= Drift Street =

Novel by Claire Mendes

Drift Street is a fiction book by Australian author Claire Mendes. Karen Brooks says that along with Edward Berridge's The Lives of the Saints and Andrew McGahan's Praise, Drift Street is a grunge lit book which "...explor[es] the psychosocial and psychosexual limitations of young sub/urban characters in relation to the imaginary and socially constructed boundaries defining...self and other" and "opening up" new "limnal [boundary] spaces" where the concept of an abject human body can be explored.

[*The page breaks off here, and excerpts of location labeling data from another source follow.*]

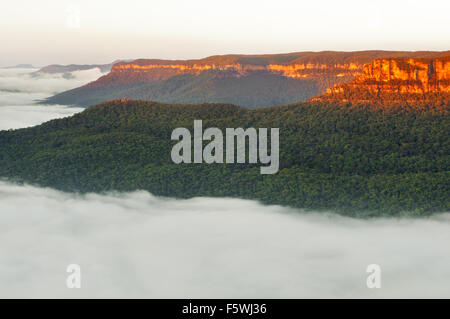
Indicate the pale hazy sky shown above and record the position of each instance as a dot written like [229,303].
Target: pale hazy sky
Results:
[47,31]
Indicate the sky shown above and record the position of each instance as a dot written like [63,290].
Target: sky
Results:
[54,31]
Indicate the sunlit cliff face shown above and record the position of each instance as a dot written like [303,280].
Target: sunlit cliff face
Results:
[397,76]
[129,72]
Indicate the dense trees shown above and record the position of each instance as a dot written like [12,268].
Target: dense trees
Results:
[357,160]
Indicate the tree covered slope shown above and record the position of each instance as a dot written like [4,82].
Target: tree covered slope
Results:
[357,160]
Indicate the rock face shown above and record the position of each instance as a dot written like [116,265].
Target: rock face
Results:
[407,80]
[247,80]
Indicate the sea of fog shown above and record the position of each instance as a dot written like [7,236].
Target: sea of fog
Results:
[21,87]
[139,245]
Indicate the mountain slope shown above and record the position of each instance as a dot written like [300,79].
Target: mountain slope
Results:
[401,80]
[247,80]
[356,160]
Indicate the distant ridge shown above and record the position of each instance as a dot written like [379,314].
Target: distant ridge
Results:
[247,80]
[401,80]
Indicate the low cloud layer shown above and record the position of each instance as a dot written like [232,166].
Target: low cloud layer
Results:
[138,245]
[19,89]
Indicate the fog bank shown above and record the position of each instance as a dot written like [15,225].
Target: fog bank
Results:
[21,88]
[138,245]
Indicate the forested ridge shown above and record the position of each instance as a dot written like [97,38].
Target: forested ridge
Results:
[353,159]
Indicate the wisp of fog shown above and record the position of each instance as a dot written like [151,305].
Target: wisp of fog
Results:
[21,88]
[138,245]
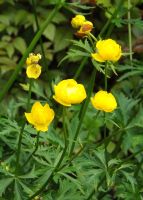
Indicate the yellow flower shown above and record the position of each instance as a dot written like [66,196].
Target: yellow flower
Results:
[69,92]
[104,101]
[40,116]
[107,50]
[77,21]
[33,71]
[33,59]
[85,29]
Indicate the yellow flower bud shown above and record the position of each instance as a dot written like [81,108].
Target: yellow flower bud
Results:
[107,50]
[33,71]
[69,92]
[85,28]
[33,59]
[40,116]
[77,21]
[104,101]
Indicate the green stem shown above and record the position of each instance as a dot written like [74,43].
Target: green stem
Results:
[105,128]
[59,162]
[93,37]
[130,31]
[81,149]
[41,42]
[78,72]
[105,87]
[29,49]
[84,109]
[23,125]
[93,191]
[65,140]
[109,22]
[36,148]
[138,168]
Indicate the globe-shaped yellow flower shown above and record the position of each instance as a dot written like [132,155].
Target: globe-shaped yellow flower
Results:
[86,28]
[33,59]
[107,50]
[68,92]
[40,116]
[77,21]
[104,101]
[33,71]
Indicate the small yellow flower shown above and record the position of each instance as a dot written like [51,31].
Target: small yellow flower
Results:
[104,101]
[107,50]
[69,92]
[77,21]
[40,116]
[33,71]
[33,59]
[86,28]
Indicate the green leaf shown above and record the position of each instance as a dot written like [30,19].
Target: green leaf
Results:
[62,39]
[17,191]
[49,32]
[4,183]
[20,44]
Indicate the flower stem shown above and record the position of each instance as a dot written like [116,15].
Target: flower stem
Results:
[36,148]
[84,109]
[65,141]
[93,37]
[130,31]
[78,72]
[29,49]
[109,22]
[41,42]
[22,127]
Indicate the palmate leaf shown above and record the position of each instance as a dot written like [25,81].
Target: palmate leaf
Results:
[73,180]
[4,183]
[68,191]
[83,45]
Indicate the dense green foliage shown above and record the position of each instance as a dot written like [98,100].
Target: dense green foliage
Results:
[107,160]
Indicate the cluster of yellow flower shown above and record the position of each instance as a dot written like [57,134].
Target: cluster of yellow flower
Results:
[106,50]
[69,92]
[84,26]
[33,68]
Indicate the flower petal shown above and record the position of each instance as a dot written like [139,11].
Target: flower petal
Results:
[97,57]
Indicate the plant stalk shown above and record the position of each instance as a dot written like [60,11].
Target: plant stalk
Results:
[29,49]
[23,125]
[84,109]
[36,148]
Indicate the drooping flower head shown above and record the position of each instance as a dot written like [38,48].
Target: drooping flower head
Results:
[33,68]
[107,50]
[68,92]
[33,59]
[77,21]
[85,28]
[104,101]
[40,116]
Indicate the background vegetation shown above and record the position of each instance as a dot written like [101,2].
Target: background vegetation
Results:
[91,172]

Brooks states that Berridge's short stories provide "...a variety of violent, disaffected and often abject young people", characters who "...blur and often overturn" the boundaries between suburban and urban space.

==Analysis==
The characters in Drift Street are described as being unhealthy, unclean, overweight, tattooed, having greasy hair, and living in deteriorating dwellings "that resemble the bodies who inhabit them". The Drift Street characters are "vile and abusive" people who prey on "unattractive victims". The Washbourne family in this novel has an abusive, alcoholic father, two adult sons who are mostly unemployed and one of whom is in a Neo-Nazi gang and "pollutes his body" with drugs, and there is an incestuous relationship between the father and the daughter.

Karen Brooks states that Drift Street, Edward Berridge's The Lives of the Saints, and Andrew McGahan's Praise "...explor[e] the psychosocial and psychosexual limitations of young sub/urban characters in relation to the imaginary and socially constructed boundaries defining...self and other" and "opening up" new "limnal [boundary] spaces" where the concept of an abject human body can be explored. Brooks states that Berridge's short stories provide "...a variety of violent, disaffected and often abject young people", characters who "...blur and often overturn" the boundaries between suburban and urban space. Brooks states that the marginalized characters in The Lives of the Saints, Drift Street and Praise) are able to stay in "shit creek" (an undesirable setting or situation) and "diver[t]... flows" of these "creeks", thus claiming their rough settings' "limnality" (being in a border situation or transitional setting) and their own "abjection" (having "abject bodies" with health problems, disease, etc.) as "sites of symbolic empowerment and agency".